Housing lawyers have urged the government to rethink and redraft its ban on evictions, which they say has been watered down after its latest extension.
The Ministry of Housing, Communities and Local Government announced on Friday that it was extending the ban, which had been due to end today, for another six weeks as a result of England being locked down a third time. The ban on bailiff evictions for all but the most egregious cases will be extended until at least 21 February and the measures will be kept under review.
However, shortly after the legislation was published on Friday afternoon, housing solicitor Giles Peaker, a partner at Anthony Gold Solicitors, highlighted concerns.
On his Nearly Legal website, he posted: ‘There is a change from nine months arrears to six months arrears, and, unlike the previous regulations, there is no stipulation that the amount of arrears must be at the date of the possession order, and there is no stipulation that arrears after 23 March can’t be counted.’
The Housing Law Practitioners Association said: ‘These changes mean that families and individuals can be evicted now because of arrears that have come about solely due to the coronavirus crisis. Even if [tenants] are infected by the virus they can be evicted and left to make contact with many other people trying to find new accommodation. It is unthinkable that the ban on evictions should be watered down at this time when the public health crisis is at its highest point ever and yet that is what the government has done.
‘Minister Robert Jenrick said on 26 March 2020 that "no one should lose their home as a result of the coronavirus epidemic." That was right in March 2020. It is even more so now. His department must rethink and then redraft the eviction ban regulation.’
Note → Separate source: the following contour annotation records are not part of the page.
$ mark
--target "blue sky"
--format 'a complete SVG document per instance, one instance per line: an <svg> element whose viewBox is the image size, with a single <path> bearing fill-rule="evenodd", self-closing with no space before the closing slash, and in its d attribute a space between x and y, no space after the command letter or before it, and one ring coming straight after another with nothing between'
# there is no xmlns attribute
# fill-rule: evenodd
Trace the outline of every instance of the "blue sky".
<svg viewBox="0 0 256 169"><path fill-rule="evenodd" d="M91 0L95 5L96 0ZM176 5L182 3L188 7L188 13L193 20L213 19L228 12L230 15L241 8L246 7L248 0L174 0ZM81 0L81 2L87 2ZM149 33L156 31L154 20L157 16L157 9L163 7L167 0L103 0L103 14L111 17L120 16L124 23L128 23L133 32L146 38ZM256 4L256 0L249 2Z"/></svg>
The government also announced that a mediation pilot will begin next month to support landlords and tenants who face court procedures and potential eviction. The pilot will offer mediation as part of the possession process.
Housing solicitor Jeinsen Lam, based in the Croydon office of South West London Law Centres, said the pilot was well intentioned but ‘is a distraction from both the benefit policies that set up many tenants to fail and the decimated housing legal aid provider base that leaves many unable to access professional legal advice’.
He added: ‘We are all too aware that many of the clients law centres have represented in recent times would have been made homeless had they not been entitled to our representation through legal aid. If the government wants to reduce the number of possession cases, and encourage early settlement, they should provide financial support to those in rent arrears, bring welfare benefits/debt back into scope and reverse the critical decline in the number of housing legal aid providers.’